The manufacturers are improving the flannels, but not enough in my opinion; it's still a fabric you have to be careful with.), a flannel Double Irish Chain, and now I am working on a flannel quilt using Seminole Strips (only the designs based on squares). I've done shrink and fray tests on them and there is so much variability amongst the flannel manufacturers that it makes trying to give yardage requirements a little iffy. I get really irritated at teachers and books that don't address the unusual problems you will encounter when working with flannel. Try not to give me a hard time about pressing the seam allowances open--I'm sticking to my guns! I've also been experimenting with hand-dyeing flannel and it works well but uses a lot more liquid (not cheap but I wanted some specific colors and couldn't find them so did them myself). Hope this information is useful to you.


Cindy Thury Smith
MchineQltr@aol.com

Visit my website at http://members.aol.com/crazyqltr1

Some Tips for Making Quilts From Flannel

  1. Flannel will dull your needle very quickly. Put a new needle in before you begin sewing and discard it (or save it for paper piecing) after you finish your quilt.

  2. Flannel will LINT UP your machine very quickly! To show you how much, brush out your machine before you begin sewing your flannel quilt, then check it after you are done—you’ll be amazed at how much lint it gives off!
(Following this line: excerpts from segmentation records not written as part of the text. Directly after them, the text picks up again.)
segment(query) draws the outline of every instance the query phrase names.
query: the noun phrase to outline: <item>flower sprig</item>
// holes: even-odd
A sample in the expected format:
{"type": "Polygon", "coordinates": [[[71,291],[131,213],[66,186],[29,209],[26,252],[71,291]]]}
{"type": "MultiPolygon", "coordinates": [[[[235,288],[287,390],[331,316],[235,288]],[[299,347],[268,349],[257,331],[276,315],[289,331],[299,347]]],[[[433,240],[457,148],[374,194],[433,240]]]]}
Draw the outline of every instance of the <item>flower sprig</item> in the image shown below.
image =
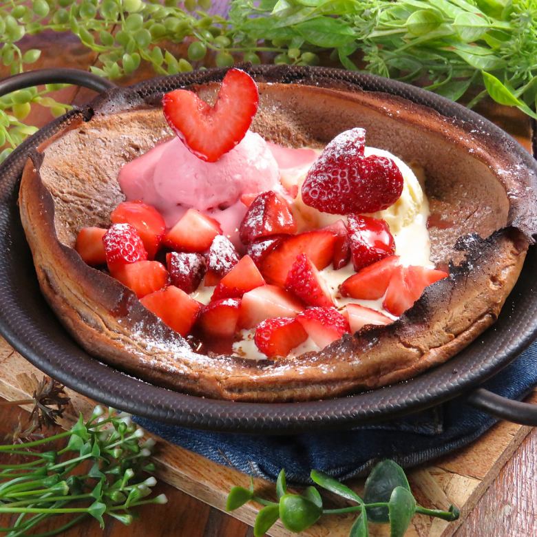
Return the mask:
{"type": "Polygon", "coordinates": [[[308,487],[302,494],[290,493],[282,470],[276,481],[277,502],[258,496],[254,490],[253,480],[251,479],[249,488],[231,489],[226,509],[233,511],[249,501],[262,505],[255,518],[255,537],[262,537],[278,520],[289,531],[299,533],[323,516],[346,513],[357,514],[349,537],[367,537],[368,522],[389,523],[391,537],[403,537],[416,514],[448,521],[455,520],[459,516],[459,509],[454,505],[450,505],[448,511],[441,511],[417,505],[403,470],[393,461],[383,461],[372,469],[366,481],[363,498],[347,485],[322,472],[313,470],[310,477],[319,487],[344,498],[352,505],[325,509],[322,497],[315,487],[308,487]]]}

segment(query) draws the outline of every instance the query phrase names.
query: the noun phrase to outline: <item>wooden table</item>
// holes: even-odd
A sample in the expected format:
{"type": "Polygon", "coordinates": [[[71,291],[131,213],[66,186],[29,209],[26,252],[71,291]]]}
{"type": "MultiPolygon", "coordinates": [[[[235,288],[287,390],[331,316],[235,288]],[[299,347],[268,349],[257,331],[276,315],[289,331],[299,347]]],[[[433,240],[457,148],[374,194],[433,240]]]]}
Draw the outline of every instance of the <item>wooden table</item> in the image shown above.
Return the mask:
{"type": "MultiPolygon", "coordinates": [[[[44,67],[76,67],[87,68],[95,61],[94,56],[80,46],[70,36],[54,34],[45,38],[29,38],[24,48],[39,48],[45,52],[36,68],[44,67]],[[54,39],[52,39],[52,38],[54,39]],[[45,42],[43,43],[43,39],[45,42]]],[[[6,73],[0,70],[0,77],[6,73]]],[[[144,70],[137,79],[151,76],[144,70]]],[[[134,79],[127,82],[132,82],[134,79]]],[[[61,91],[59,99],[63,102],[82,103],[90,94],[67,88],[61,91]]],[[[42,125],[50,120],[47,110],[36,107],[28,118],[33,125],[42,125]]],[[[516,111],[507,108],[487,109],[488,116],[528,147],[529,123],[516,111]]],[[[10,432],[17,423],[17,412],[10,408],[0,408],[0,436],[10,432]]],[[[107,520],[105,534],[119,536],[174,536],[174,537],[243,537],[252,536],[246,524],[164,483],[156,487],[158,493],[165,492],[169,503],[165,507],[147,506],[140,510],[140,520],[130,528],[112,519],[107,520]]],[[[8,525],[10,518],[0,516],[0,526],[8,525]]],[[[50,527],[41,527],[41,531],[50,527]]],[[[66,536],[98,536],[102,534],[96,521],[87,520],[65,534],[66,536]]],[[[456,533],[457,537],[530,537],[537,536],[537,430],[523,441],[498,477],[477,503],[470,516],[456,533]]]]}

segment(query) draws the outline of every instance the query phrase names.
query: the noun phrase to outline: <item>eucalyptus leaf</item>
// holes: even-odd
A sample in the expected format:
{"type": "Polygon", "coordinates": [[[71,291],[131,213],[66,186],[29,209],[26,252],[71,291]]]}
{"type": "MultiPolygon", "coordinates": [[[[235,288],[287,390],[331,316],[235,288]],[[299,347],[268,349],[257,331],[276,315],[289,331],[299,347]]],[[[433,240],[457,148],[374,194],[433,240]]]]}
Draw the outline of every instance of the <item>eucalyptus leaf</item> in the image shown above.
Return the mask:
{"type": "Polygon", "coordinates": [[[416,500],[403,487],[396,487],[388,504],[390,537],[404,537],[416,511],[416,500]]]}
{"type": "Polygon", "coordinates": [[[262,509],[255,517],[253,524],[254,537],[264,535],[280,518],[280,506],[267,505],[262,509]]]}
{"type": "MultiPolygon", "coordinates": [[[[364,491],[364,503],[388,502],[394,489],[401,487],[409,492],[410,485],[405,472],[395,461],[386,460],[379,463],[372,470],[366,481],[364,491]]],[[[367,509],[368,518],[372,522],[390,521],[387,507],[370,507],[367,509]]]]}

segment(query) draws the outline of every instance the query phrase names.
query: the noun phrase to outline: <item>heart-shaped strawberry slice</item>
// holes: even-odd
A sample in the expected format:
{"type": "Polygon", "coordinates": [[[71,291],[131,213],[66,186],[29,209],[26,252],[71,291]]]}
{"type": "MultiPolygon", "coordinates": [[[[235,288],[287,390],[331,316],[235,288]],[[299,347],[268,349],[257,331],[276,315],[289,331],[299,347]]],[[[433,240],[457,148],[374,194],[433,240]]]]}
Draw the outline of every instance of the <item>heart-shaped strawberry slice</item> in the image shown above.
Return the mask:
{"type": "Polygon", "coordinates": [[[239,69],[226,73],[214,106],[187,90],[176,90],[162,98],[168,125],[194,155],[209,162],[242,140],[258,103],[255,83],[239,69]]]}
{"type": "Polygon", "coordinates": [[[365,131],[338,134],[310,168],[302,185],[306,205],[331,214],[374,213],[401,196],[403,176],[383,156],[364,156],[365,131]]]}

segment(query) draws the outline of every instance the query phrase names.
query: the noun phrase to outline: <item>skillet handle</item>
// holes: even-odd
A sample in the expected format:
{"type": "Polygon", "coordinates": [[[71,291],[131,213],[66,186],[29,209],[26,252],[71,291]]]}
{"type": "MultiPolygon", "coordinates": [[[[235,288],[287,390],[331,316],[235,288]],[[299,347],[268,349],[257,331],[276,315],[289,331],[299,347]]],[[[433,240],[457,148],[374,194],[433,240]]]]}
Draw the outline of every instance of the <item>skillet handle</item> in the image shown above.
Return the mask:
{"type": "Polygon", "coordinates": [[[74,84],[98,93],[116,87],[113,82],[80,69],[36,69],[0,81],[0,96],[40,84],[74,84]]]}
{"type": "Polygon", "coordinates": [[[514,423],[537,426],[537,405],[513,401],[484,388],[474,390],[467,401],[475,408],[514,423]]]}

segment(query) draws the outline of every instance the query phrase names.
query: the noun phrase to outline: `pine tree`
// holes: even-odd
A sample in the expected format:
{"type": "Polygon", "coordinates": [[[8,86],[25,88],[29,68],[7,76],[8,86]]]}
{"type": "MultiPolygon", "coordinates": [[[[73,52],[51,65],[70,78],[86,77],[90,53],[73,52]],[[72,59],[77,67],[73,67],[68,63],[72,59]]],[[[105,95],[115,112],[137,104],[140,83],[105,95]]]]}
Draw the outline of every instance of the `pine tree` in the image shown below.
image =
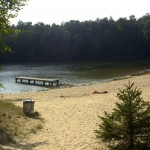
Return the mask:
{"type": "Polygon", "coordinates": [[[101,124],[95,130],[96,138],[115,150],[150,149],[150,103],[141,97],[142,91],[134,83],[119,89],[112,113],[100,117],[101,124]]]}

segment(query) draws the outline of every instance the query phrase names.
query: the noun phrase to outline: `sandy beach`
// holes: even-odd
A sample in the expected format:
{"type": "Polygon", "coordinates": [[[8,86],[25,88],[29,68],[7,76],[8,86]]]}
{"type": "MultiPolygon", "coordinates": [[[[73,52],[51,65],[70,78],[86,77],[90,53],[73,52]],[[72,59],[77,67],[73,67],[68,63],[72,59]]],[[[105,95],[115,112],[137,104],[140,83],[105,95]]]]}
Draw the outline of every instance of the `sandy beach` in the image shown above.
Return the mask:
{"type": "MultiPolygon", "coordinates": [[[[44,118],[43,128],[22,143],[10,145],[14,150],[94,150],[107,149],[98,144],[94,130],[100,123],[98,115],[111,112],[118,101],[118,88],[128,81],[140,88],[144,100],[150,101],[150,74],[133,76],[95,85],[51,89],[49,91],[4,94],[3,99],[35,100],[35,110],[44,118]],[[93,91],[108,91],[92,94],[93,91]]],[[[22,107],[22,101],[15,101],[22,107]]]]}

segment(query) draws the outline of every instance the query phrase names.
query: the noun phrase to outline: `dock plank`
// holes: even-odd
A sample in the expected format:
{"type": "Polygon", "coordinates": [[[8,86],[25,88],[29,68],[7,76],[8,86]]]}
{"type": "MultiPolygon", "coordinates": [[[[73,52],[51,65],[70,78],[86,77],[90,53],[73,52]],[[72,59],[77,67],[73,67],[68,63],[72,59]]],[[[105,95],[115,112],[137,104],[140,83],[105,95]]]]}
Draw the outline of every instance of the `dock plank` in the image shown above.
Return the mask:
{"type": "Polygon", "coordinates": [[[34,84],[39,85],[37,82],[42,82],[40,85],[44,86],[59,86],[59,80],[58,79],[46,79],[46,78],[34,78],[34,77],[16,77],[15,78],[16,83],[26,83],[26,84],[34,84]],[[36,82],[37,81],[37,82],[36,82]],[[46,84],[48,83],[48,84],[46,84]]]}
  3. ALWAYS pre-shrink flannel before making a quilt! Quilters cottons typically shrink 4-6.6%; quilters flannels can shrink up to 13.3%. Flannels can shrink more than once so you should pre-shrink them in your washer’s HOTTEST setting and dry them in your drier’s HOTTEST setting. Flannels fray more than quilters cottons; you can lose up to an inch along the edge. Because of this shrinking and fraying I strongly urge you to always buy at least an extra 1/4 yard when getting flannels for a quilt.

  4. Flannel does not press as criply as cotton unless you press it longer. A little spritz of starch will help in the pressing. Due to the bulkiness of flannel, I strongly suggest you PRESS YOUR SEAM ALLOWANCES OPEN. It will take you approximately twice as long to press flannel as cotton. Because you’ll be pressing your seam allowances OPEN, I tighten up my stitch length.

  5. It is very hard to rip open stitches on flannel without distorting the fabric so take your time sewing and have a little extra fabric in case you need to cut a new piece.

  6. If you try hand-dyeing flannel, expect to use quite a bit more dye (you’ll need to use more mordant also).

  7. Flannel comes in several weights:

    a. single sided flannel—very lightweight, not recommended for quiltmaking

    b. diaper flannel—double-sided, comes in white, can be hand-dyed

    c. quilters flannels—they have improved in threads/inch count in the last few years, but you still need to look over their weave before you buy

    d. Logger Flannel—also called Chamois Cloth, Lumberjack Plaids, Shirting Flannel. You’ll find these heavier weight flannels at clothing fabric stores; primarily in dark solid colors, plaids and some stripes. Logger Flannel is good for backings especially as they are 60” wide (about $6.00/yard, $4.25/yd. on sale). Because of their heavier weight if you combined them with a flannel pieced top you might have trouble hand quilting through them; I would suggest machine quilting or tacking/tying. Be aware that a flannel-top, cotton batting, flannel backed quilt is very cuddly—and heavy.

  8. A flanned-backed quilt doesn’t slide off the bed—it stays in place!

  9. Because flannel doesn’t have the high thread count (threads per inch) that quilters cottons do they can distort when you make severely angled cuts (such as diamonds, long triangles). You’ll have an easier time sewing designs based on squares and rectangles or strip piecing. Don’t despair—this still allows you lots of variety. Consider sewing a flannel Double Irish Chain, a flannel Bargello, a flannel Burgoyne Surrounded, Puss in the Corner, some Seminole designs, a flannel puffed Biscuit quilt, a flannel Rail Fence, Trip Around the World, Grandmother’s Dream, etc.

  10. A note about BINDING your quilt in flannel. If you have a quilters flannel you can still reasonably do a double-fold French binding. If you want to bind using a Logger flannel, save your fingers and only do a single fold binding.